Concept of ceiling price:
If a price ceiling is placed below the market-clearing price, as Pc is in the graph on graph paper, the market-clearing price of Pe becomes illegal. At the ceiling price, buyers want to buy more than sellers will make available. In the graph, buyers would like to buy amount Q4 at price Pc, but sellers will sell only Q1. Because they cannot buy as much as they would like at the legal price, buyers will be out of equilibrium. The normal adjustment that this disequilibrium would set into motion in a free market, an increase in price, is illegal; and buyers or sellers or both will be penalized if transactions take place above Pc. Buyers are faced with the problem that they want to buy more than is available.
Definition of Price Floor:
A price floor is a government- or group-imposed limit on how low a price can be charged for a product.
Concept of Floor price:
The graph on graph paper illustrates a price floor with price Pf. At this price, buyers are in equilibrium, but sellers are not.

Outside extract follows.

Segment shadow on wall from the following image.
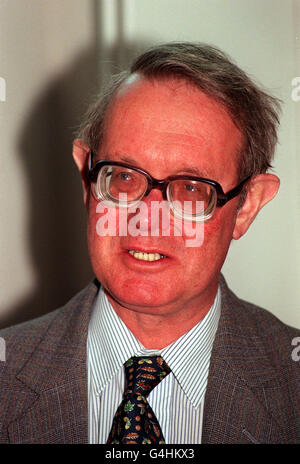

They would like to sell quantity Q2, but buyers are only willing to take Q3. To prevent the adjustment process from causing price to fall, government may buy the surplus, as the U.S. government has done in agriculture and in precious metals. If it does not buy the surplus, government must penalize either buyers or sellers or both who transact below the price floor, or else price will fall. Because there is no one else to absorb the surplus, sellers will.